Bienvenidos a Finca La Aurora in Matagalpa, Nicaragua.
Familia Ferrufino and Finca La Aurora
This month I’m off to Central America to seek out coffees for the coming year. First stop: Nicaragua where I spend a few days with the Ferrufino family visiting their Finca La Aurora in Matagalpa.
Red Bourbon coffee cherries ripe and ready for harvest at La Aurora.
I first visited La Aurora last March during a trip to Matagalpa and found a farm teeming with activity and a renewed sense of excitement. Doctor Enrique Ferrufino has owned La Aurora since 2005 and has been upgrading the farm’s equipment and production over the past few years, building new wet mills, dry mills and warehousing for his coffees.
Harvested coffee cherries are stripped of their hull and placed in tanks with water to remove the mucilage through fermentation.
Starting this season his son, Enrique Jr., decided to join the family business where he’s been focusing on improving production and identifying quality lots of coffee. Prior to this year, La Aurora’s production has focused on larger markets, while this year the plan is to push their quailty forward with improved milling, better drying methods and proper separation and identification of lots.
Farm hands at Finca La Aurora move sacks of coffee dried in the guardiolas to the storage warehouse.
We also ventured out further towards the Matagalpa/Jinotega border to visit their newest farm, La Anatolia. Just coming online with coffee production this season, the plateau-like location of La Anatolia has proved to be a bit challenging with strong winds damaging coffee trees despite an aggressive planting of wind breaking trees.
A view of the manzanas at Finca La Anatolia where you can see lines of banana trees used for wind protection.
For La Aurora the harvest is just getting off the ground so we were only able to taste just a few lots. Most of them were promising and showed good character. I’m looking forward to sampling more of the production and bringing La Aurora to Spro.
Cupping coffee samples at Beneficio Don Esteban.
I had been invited by the coffee buyers of Zoka Coffee and Ladro Coffee (both in Seattle) to join them on their coffee tour of Central America. Once saying farewell to the Ferrufino family, I met up with the team at Fincas Mierisch. In a similar fashion to the Ferrufinos, the Mierisch coffee business was started by Doctor Erwin Mierisch and was soon followed by his son Ewrin Jr and then the rest of Erwin’s brother and sister, Steven and Eleana. Together they oversee ten farms - eight in the Matagalpa-Jinotega region and two in Comayagua, Honduras.
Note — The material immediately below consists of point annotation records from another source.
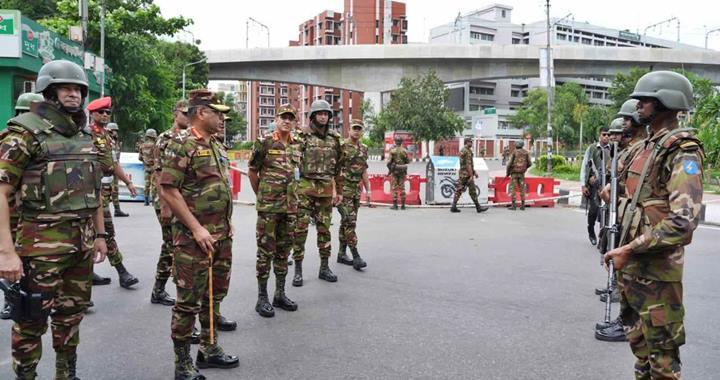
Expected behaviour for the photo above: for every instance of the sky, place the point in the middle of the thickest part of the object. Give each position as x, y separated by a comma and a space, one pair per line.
221, 24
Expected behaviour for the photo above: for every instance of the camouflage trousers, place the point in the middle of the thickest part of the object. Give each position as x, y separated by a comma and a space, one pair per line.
465, 182
149, 185
115, 193
165, 261
348, 209
191, 277
67, 278
321, 210
397, 185
652, 313
275, 234
517, 181
114, 255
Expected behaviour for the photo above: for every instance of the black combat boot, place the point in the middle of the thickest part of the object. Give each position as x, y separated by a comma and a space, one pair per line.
591, 235
325, 272
224, 324
159, 295
358, 262
100, 280
454, 208
263, 306
280, 299
66, 366
297, 279
614, 333
342, 255
214, 357
184, 367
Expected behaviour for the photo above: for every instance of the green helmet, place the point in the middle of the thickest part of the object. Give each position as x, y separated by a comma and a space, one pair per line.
616, 126
629, 109
673, 90
320, 105
24, 101
61, 71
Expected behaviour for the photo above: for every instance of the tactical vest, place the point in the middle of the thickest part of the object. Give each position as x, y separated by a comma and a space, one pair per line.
320, 156
63, 181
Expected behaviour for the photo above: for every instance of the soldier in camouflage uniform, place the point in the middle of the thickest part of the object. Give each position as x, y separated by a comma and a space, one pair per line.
145, 155
518, 164
100, 110
466, 176
397, 165
659, 209
194, 180
319, 188
272, 169
54, 165
22, 105
112, 129
353, 172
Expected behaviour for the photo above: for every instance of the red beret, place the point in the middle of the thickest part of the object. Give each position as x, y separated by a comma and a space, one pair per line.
100, 104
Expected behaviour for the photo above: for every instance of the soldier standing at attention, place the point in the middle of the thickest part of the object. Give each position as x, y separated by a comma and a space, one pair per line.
353, 172
664, 187
194, 180
272, 168
112, 129
517, 165
22, 105
145, 155
45, 155
397, 164
100, 110
162, 210
319, 188
466, 174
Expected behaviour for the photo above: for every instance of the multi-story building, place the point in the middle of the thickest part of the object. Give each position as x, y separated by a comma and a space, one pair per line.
493, 25
361, 22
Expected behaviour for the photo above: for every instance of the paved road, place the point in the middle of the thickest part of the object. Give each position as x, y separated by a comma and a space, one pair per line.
499, 295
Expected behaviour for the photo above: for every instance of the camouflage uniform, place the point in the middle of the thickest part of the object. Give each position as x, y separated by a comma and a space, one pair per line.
321, 162
516, 168
146, 156
55, 239
199, 170
277, 204
398, 156
355, 164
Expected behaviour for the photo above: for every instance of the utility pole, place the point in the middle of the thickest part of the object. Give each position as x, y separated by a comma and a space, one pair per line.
550, 95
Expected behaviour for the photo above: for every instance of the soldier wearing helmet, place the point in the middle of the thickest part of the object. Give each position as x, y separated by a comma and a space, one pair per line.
52, 163
145, 155
320, 187
100, 111
397, 167
664, 189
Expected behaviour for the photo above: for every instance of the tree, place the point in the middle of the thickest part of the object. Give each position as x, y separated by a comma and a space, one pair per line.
419, 106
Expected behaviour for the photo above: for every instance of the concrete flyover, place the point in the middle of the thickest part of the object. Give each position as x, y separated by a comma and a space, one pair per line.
377, 68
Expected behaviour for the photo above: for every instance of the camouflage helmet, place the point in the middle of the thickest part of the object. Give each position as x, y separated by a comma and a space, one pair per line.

Descending into Finca Mama Mina in Matagalpa.
During our stay we visited four of their farms: Limoncillo, Los Altos, Mama Mina and new, as yet unnamed farm currently dubbed “Mama Mina 2.” In the case of the latter three, wet mill processing is done onsite at Mama Mina, while Limoncillo has their own wet mill to process coffees.
Sun drying coffee on black mesh tarps at Beneficio Don Esteban.
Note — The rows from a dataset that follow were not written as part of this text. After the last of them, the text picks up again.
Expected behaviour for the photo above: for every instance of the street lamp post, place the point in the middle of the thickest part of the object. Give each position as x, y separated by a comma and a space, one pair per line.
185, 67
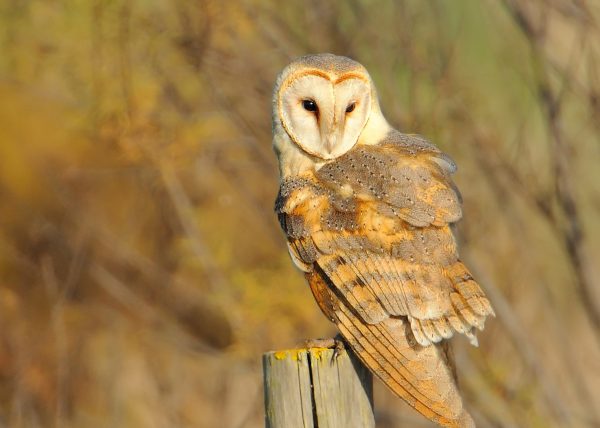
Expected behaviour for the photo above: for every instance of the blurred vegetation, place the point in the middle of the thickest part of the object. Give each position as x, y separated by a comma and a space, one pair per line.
142, 269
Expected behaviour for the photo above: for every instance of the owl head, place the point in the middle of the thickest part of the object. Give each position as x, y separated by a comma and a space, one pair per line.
323, 105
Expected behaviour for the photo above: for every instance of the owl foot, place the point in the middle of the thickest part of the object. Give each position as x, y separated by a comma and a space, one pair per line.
336, 343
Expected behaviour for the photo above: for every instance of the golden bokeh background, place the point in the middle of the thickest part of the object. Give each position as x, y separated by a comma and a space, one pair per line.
142, 270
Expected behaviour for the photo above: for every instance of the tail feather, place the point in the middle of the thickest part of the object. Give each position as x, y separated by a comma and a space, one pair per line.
418, 374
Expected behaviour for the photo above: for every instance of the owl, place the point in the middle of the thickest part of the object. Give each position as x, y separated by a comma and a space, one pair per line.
367, 213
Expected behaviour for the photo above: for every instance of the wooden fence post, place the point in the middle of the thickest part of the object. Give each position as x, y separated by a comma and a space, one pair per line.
308, 388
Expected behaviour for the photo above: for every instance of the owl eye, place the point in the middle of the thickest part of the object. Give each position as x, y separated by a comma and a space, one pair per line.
310, 105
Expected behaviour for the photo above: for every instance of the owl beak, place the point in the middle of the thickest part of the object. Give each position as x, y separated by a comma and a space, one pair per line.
330, 142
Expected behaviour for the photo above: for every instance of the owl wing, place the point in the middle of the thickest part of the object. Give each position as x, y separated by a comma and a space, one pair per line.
376, 223
371, 231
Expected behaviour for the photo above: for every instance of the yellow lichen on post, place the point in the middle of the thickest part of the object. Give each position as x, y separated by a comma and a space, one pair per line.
309, 388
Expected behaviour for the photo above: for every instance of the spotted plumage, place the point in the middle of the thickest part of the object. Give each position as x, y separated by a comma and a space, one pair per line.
369, 224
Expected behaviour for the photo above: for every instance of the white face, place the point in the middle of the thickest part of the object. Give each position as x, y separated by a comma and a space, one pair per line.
325, 118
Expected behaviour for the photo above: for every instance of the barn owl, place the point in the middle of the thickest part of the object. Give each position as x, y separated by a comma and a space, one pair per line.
367, 211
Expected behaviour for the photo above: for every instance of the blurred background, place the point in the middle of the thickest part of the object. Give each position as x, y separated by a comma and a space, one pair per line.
142, 270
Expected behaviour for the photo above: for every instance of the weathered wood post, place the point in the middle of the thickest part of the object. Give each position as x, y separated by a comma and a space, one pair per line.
308, 388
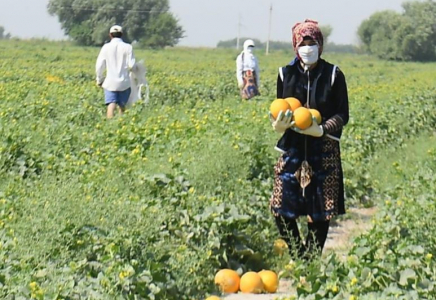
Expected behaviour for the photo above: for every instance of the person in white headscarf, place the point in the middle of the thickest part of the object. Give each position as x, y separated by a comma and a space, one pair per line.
247, 71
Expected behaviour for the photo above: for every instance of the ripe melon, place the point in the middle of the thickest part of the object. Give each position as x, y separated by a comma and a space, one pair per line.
293, 102
227, 280
270, 280
315, 113
277, 106
251, 283
302, 118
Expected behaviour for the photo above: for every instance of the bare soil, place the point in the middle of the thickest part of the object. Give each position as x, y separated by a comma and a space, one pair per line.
340, 239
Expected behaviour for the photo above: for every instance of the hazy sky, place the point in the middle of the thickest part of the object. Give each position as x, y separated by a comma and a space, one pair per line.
208, 21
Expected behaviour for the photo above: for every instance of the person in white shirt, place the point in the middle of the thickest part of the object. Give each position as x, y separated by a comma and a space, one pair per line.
117, 59
247, 71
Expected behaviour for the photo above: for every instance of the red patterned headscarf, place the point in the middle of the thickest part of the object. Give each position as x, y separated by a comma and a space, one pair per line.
307, 28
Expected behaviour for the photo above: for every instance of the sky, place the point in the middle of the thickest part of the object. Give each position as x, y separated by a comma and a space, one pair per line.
206, 22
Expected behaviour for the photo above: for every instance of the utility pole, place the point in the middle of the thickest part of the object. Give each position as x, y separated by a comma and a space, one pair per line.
269, 29
239, 32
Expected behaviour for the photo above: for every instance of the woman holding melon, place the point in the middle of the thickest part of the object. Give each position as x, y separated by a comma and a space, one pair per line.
310, 112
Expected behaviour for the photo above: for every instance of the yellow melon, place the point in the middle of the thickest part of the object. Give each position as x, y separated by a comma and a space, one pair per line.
251, 283
227, 280
293, 102
270, 280
277, 106
315, 113
302, 118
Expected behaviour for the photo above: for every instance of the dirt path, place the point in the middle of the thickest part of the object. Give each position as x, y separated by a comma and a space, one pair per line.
340, 239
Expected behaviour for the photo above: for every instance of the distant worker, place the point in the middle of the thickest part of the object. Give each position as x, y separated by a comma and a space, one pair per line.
117, 59
247, 71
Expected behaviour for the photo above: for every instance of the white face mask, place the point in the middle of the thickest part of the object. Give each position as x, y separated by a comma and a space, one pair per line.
308, 54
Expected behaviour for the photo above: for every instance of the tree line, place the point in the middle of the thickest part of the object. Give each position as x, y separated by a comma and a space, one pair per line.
407, 36
148, 22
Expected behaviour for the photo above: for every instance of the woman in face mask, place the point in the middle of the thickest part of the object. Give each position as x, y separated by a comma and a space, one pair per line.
308, 175
248, 72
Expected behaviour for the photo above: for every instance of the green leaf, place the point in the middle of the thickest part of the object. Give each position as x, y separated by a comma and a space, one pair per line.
405, 275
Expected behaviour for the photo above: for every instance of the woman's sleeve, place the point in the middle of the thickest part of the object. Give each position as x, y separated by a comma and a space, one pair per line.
340, 100
279, 86
239, 69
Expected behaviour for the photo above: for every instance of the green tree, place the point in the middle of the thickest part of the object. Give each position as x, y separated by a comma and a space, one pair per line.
407, 36
147, 21
326, 32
At their Beneficio Don Esteban outside of Matagalpa, Fincas Mierisch processes all the coffees from their farms. Once wet milled, they are brought down the mountain by truck where they are dried on the patios at Don Esteban. Beginning this season, Erwin and Eleana decided to not use their guardiolas (mechanical dryers) in favor of a new style of sun drying. Instead of using concrete drying patios, flat lands are cleared of brush and stones, used parchment from dry milling is laid down under black mesh tarps and the coffees are laid out on top. This allows for greater utilzation of open space without the considerable expense of building concrete patios.
Don Erwin Mierisch discusses the planting and history of Finca Mama Mia with Celeste Clark, head roaster for Zoka Coffee, and David Schindel, green coffee buyer for Fratello Coffee.
As with just about any trip to origin during the harvest season, you’re bound to run into coffee friends from other places in the world and this time was no different. Out visiting the Mierischs was old friend Stephen Leighton from Has Bean in the United Kingdom. Fearing that Stephen would take all the best coffees, we secretly rushed off to a tasting of available lots. Erwin and family have a great reputation for high-quality production and this years sampling was no different. Lots of wonderful coffees to choose from that run the gamut from coffees that would be ideal in blends to stellar single-origin coffees and one quite interesting coffee that I’m going to dub “Black Cappuccino.”
Loading coffee back into the warehouse after drying on the black tarps at Beneficio Don Esteban.